The movie that almost derailed Ron Howard’s entire career: “I’m going to get my ass fired”


Actors have been dabbling in directing for decades and will continue to do so, but Ron Howard is in rarefied air as a successful performer who saw their on-camera stardom as little more than a means to an end that would eventually let him get out of the acting game entirely.

First rising to prominence as a fixture of The Andy Griffith Show, Howard notched dozens of credits across film and television to become one of the most prolific youngsters of his era. He worked with John Wayne in The Shootist and played a prominent role in ‘Best Picture’ nominee American Graffiti, and the Happy Days juggernaut made it look like his acting career would be long and fruitful.
However, he didn’t want to be an actor, which was a problem. Howard was a known commodity with an extensive filmography dating back to his earliest years, so it was only reasonable that nobody in Hollywood took him too seriously when he started trying to excise himself from his performative predicament to chase what had been his real dream all along.

Fortunately, there just so happened to be a guy in the business who loved nothing more than taking a chance on an untested and unproven filmmaker, provided they could bring a picture in on time and preferably under budget. Roger Corman was instrumental in launching countless careers, and he was happy to give Howard a shot, but only if his terms and conditions were met.

The future two-time Academy Award winner had always dreamed of calling the shots on his own self-directed production, and when the time finally came for Howard to take the plunge, he quickly realised that Corman’s preferred style of making movies was a baptism of fire.

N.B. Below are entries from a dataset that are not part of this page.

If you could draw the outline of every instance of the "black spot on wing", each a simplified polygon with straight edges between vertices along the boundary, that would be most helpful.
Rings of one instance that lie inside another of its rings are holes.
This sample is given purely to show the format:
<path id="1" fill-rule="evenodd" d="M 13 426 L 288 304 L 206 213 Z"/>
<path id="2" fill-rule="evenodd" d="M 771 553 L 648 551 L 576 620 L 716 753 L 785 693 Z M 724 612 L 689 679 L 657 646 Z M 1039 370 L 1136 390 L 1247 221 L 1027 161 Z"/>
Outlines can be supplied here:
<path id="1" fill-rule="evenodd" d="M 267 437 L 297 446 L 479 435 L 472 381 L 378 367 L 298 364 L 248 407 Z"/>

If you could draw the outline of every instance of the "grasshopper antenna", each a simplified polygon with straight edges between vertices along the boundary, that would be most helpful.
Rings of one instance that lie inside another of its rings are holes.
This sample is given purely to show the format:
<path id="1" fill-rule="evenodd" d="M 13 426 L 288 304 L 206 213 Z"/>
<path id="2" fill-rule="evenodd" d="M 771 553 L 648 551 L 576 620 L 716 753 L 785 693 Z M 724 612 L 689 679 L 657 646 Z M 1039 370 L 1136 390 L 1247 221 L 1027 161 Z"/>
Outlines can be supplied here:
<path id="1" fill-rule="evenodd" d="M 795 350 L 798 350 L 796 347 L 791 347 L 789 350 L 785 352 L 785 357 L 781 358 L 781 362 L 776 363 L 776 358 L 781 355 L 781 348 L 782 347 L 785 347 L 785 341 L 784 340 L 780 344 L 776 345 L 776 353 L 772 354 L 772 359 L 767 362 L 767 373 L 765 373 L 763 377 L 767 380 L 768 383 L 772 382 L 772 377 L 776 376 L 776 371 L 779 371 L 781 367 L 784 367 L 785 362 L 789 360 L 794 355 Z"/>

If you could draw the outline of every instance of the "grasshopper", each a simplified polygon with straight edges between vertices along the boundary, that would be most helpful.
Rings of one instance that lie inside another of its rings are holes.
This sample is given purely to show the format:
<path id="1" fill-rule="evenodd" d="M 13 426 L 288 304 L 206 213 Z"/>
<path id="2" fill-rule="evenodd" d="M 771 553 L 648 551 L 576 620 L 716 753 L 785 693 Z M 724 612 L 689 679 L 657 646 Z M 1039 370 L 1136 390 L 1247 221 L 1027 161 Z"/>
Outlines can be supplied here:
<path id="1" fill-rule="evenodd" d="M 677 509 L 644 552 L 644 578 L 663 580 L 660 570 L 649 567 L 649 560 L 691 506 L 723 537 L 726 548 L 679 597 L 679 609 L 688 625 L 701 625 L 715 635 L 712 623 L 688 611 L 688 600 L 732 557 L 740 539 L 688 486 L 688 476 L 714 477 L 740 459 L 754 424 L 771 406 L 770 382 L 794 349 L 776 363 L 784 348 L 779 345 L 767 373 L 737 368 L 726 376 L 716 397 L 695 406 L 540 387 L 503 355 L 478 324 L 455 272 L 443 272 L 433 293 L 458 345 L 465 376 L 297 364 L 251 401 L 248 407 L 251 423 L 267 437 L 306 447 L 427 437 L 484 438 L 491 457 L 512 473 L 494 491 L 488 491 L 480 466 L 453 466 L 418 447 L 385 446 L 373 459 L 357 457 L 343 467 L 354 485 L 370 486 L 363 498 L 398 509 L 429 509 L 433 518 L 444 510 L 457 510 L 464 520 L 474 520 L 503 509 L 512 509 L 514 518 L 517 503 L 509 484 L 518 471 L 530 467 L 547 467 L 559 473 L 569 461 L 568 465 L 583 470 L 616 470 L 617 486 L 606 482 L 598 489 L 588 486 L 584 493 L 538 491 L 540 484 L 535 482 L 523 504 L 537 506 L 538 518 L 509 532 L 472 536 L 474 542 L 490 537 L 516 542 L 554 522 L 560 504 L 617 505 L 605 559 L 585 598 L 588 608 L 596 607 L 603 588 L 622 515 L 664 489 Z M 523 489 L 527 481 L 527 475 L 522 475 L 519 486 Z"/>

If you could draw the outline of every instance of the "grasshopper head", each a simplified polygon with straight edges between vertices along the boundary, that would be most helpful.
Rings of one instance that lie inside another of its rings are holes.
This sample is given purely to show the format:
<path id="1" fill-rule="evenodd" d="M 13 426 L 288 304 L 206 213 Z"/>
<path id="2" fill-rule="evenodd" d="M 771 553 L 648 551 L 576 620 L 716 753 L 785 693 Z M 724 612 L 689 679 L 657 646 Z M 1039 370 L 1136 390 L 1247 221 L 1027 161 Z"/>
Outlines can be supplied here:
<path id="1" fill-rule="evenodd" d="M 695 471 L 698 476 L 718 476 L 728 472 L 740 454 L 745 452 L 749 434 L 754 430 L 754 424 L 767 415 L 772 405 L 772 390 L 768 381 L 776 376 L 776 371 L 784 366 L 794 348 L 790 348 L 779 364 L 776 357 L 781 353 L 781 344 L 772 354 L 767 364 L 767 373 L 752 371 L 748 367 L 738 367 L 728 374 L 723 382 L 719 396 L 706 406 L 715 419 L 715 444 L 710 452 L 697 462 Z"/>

“The rule was you have to make 25 setups a day, which is a lot,” he told Charlie Rose. “By lunchtime, I had only made four or five setups. I remember thinking, ‘Man, I’ve been talking about this for ten years.’ It was the day after my 23rd birthday. I had been shooting my mouth off for ten years that I wanted to be a director, bugging directors, following directors, telling interviews. I’m going to get my ass fired on the first day.”

Howard was lagging so far behind the usual pace of a Corman production that he was in danger of blowing his first and potentially only shot at proving he had what it took to be a director. Corman had no issues replacing anyone who wasn’t up to scratch either, and if the first-timer had continued falling behind, then it stands to reason he would have been fired and forced to return to acting full-time with his tail between his legs, completely altering the trajectory of his next five decades in Hollywood.